Wasteland #16 by Antony Johnston (writer), Christopher Mitten (artist), and Douglas E. Sherwood (letterer). $3.50, 23 pgs, BW, Oni Press.
On the third page of this issue, Mitten gives us a full-page drawing of Sand-Eaters clashing with the Newbegin citizens, and it’s a gruesome and glorious sight. There’s a ton of action in this issue, and Mitten handles it extremely well. The squalor and sudden death of battle is nicely depicted, and we feel the frenetic pace of the issue far better because of the art. Johnston shifts focus quickly throughout the issue, catching up with many of the principals. The biggest problem I’ve always had with the book (and many others have as well) is keeping track of who’s who. That’s still a problem, but I’ve decided to just enjoy the ride and worry about the details later. If that sounds like a weird way to read a comic, so be it. I can live with not remembering exactly where Skot has been (Johnston gives us a nice summary, and I remember the scene vaguely, but it’s not really important at this moment) because each issue is so gripping that even when I lose sight of the bigger picture, I’m thrilled by each scene. As we know, Johnston has a big plan with this book, so when he’s finished, then I’ll sit down and read it at once and very carefully and see all the connections. Right now, however, it’s more about reading each issue and being dazzled by the way he has created this world and is confidently navigating his way through it. The battle takes center stage in this issue, but so much is happening while the two sides fight that Johnston easily moves to all the crucial places. And when we get to the end, we know what is said isn’t true, but the way Johnston has set things up, we still feel the character’s conviction, and that’s good writing.

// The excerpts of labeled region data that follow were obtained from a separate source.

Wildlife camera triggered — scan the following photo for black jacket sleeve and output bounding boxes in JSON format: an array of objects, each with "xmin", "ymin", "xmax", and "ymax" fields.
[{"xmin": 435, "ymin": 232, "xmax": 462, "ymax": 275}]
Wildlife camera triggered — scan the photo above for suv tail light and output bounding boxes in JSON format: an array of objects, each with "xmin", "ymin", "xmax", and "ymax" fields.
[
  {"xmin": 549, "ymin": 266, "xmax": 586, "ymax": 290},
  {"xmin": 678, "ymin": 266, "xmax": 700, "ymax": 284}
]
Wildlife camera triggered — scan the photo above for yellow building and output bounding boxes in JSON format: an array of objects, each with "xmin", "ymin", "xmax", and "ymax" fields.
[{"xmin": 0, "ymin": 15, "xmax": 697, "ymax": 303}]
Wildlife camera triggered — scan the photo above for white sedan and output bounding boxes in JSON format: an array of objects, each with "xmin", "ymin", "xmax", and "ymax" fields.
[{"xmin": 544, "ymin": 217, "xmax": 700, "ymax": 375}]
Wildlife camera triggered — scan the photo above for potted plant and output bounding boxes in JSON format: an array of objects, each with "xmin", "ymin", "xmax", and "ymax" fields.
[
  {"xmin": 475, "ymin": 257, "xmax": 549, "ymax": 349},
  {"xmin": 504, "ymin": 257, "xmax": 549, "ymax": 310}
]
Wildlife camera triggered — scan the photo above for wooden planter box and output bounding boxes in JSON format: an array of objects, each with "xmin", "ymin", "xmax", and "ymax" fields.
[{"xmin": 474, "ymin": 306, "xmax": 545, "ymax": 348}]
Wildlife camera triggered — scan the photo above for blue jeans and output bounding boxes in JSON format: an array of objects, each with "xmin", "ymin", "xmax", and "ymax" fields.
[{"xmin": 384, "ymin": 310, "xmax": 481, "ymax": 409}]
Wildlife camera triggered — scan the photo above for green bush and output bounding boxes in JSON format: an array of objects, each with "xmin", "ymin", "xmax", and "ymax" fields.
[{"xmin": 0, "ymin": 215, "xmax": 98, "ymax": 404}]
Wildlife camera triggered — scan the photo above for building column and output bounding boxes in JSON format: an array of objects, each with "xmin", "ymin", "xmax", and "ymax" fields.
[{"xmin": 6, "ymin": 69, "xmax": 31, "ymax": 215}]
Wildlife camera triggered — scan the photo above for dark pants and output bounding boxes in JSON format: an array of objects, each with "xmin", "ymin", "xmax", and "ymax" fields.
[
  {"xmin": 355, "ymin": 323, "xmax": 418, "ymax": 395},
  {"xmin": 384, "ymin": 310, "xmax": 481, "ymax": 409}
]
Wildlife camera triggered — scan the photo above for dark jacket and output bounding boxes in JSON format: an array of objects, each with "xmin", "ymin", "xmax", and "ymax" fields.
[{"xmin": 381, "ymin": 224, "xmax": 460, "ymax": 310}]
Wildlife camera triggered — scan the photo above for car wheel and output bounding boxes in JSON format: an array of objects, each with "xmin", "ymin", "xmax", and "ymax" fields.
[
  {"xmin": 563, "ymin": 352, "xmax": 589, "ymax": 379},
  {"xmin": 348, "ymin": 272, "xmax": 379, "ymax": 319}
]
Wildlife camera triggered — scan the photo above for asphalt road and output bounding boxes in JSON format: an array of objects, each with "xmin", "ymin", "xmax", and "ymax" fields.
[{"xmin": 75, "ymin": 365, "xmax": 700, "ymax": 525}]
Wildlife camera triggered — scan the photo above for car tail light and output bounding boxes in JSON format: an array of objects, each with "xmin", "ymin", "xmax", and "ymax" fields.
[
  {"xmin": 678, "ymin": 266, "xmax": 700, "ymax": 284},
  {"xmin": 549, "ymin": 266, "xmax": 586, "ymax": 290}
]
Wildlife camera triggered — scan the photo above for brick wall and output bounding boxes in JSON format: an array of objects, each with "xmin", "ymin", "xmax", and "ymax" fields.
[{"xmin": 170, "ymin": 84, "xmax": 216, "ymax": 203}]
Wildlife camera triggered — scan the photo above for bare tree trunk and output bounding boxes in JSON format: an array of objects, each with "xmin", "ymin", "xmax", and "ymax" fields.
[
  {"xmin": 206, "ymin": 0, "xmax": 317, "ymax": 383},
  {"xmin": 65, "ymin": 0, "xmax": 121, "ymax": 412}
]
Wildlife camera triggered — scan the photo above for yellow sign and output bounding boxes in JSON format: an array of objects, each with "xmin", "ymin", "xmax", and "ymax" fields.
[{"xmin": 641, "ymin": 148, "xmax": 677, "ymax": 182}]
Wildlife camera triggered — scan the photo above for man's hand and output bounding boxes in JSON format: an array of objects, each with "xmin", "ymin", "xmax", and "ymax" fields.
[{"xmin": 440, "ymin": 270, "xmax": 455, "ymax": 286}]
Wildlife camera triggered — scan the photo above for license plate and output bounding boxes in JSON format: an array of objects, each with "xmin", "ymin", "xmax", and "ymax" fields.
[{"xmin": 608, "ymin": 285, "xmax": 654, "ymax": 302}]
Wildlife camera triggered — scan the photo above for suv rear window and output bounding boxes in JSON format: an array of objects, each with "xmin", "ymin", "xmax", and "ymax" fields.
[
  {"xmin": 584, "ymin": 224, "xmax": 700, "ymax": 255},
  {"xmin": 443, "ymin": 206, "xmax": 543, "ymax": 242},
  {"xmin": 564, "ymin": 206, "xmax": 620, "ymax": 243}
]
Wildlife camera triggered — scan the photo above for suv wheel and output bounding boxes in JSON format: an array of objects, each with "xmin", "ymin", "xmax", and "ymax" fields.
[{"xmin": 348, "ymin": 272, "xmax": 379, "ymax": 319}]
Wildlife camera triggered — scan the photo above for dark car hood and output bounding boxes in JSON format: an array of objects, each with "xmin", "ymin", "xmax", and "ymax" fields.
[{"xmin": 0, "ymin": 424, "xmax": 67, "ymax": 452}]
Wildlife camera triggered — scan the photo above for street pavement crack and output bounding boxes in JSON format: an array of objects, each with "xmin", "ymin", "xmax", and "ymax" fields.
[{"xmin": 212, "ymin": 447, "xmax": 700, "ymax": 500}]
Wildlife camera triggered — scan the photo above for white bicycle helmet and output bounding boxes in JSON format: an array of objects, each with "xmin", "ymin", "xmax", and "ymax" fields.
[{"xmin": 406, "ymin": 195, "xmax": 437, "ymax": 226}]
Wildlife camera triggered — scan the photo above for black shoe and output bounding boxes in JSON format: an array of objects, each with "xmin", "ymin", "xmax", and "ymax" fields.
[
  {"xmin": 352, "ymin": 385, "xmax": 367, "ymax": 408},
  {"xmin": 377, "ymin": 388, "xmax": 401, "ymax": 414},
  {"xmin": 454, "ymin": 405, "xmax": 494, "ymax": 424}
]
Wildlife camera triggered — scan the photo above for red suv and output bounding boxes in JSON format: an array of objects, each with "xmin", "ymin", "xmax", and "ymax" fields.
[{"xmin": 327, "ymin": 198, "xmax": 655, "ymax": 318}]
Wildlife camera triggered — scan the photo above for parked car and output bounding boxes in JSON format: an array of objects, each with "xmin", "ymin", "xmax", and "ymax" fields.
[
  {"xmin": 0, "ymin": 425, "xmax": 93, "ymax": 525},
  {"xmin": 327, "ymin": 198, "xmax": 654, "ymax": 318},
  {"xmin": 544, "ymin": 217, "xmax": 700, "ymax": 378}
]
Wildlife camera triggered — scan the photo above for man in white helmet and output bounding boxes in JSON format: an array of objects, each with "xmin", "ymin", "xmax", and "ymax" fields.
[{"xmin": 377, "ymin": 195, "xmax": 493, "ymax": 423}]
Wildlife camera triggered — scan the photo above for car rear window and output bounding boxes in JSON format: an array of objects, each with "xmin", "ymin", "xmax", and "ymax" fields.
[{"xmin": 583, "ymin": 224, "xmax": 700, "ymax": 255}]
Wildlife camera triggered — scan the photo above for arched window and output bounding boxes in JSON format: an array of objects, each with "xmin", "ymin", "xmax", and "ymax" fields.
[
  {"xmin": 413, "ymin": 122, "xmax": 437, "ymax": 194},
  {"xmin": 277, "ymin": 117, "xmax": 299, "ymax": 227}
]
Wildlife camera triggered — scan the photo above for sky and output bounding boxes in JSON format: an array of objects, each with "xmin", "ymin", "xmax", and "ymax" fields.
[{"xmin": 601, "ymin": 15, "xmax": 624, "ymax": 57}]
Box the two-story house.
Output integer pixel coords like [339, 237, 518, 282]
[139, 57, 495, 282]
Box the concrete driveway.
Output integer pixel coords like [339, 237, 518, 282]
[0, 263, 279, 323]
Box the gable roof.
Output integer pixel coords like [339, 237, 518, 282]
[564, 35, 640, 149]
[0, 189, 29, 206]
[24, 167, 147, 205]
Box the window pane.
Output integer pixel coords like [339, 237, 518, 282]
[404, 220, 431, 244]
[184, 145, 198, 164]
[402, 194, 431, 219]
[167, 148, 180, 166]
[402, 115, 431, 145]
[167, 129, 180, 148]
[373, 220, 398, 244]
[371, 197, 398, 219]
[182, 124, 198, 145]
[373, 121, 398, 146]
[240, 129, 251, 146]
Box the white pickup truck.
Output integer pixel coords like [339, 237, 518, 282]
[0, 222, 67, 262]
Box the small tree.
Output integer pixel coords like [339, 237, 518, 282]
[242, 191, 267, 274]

This is a really good issue. Of course, they’ve all been really good, so that’s not too surprising.
Young Liars #2 by David Lapham (writer/artist), Lee Loughridge (colorist), and Jared K. Fletcher (letterer). $2.99, 22 pgs, FC, DC/Vertigo.
After a wildly frenetic and highly entertaining first issue, Lapham slows things down and takes us back three years, to show how Danny met Sadie in the first place. Unfortunately, the issue isn’t as good as the first one (although it doesn’t have Sadie’s dad acting weird, so that’s a plus). In the first issue, I could overlook the somewhat stereotypical characters because Danny and Sadie were pretty interesting. But when we go back, they become less so. I think this “origin” issue would have been better left for later in the series, when we’ve known them a little more, of perhaps not told as a single issue at all, but doled out in flashbacks throughout the series. When we see it all at once, Danny and his cronies become mired in clichés: the struggling and lousy band; the guy using the band just to get laid; the friend screwing Danny over to take Sadie to a concert when he had promised to take Danny (another example of these people hanging out with people they don’t like, as I mentioned last issue); the girl who needs “rescuing” by Danny but doesn’t appreciate it; the guy falling for the girl even though she ignores him; even the mother who seems to have something weird going on with her disabled son. If we got this is segments, it might seem less standard and might have more impact. But these clichés, piled on top of each other in one issue, makes the ending a bit less powerful. From what we’ve seen in this issue, it seems like the final page, which is really horrific, might be a blessing in disguise for Danny, based on how his life is going. I hate to say that, because it really is a horrible event, but nothing in this issue makes me feel like Danny has an emotional connection to what has happened. That’s a shame.
I’m still giving the book a while to let me down, because Lapham is a very good storyteller and the first issue had a lot of promise. I just think doing this issue so early in the run was a mistake. We didn’t need to know Danny’s backstory quite yet, especially when it’s kind of boring.
Another week, more fun comics. What do you say to that?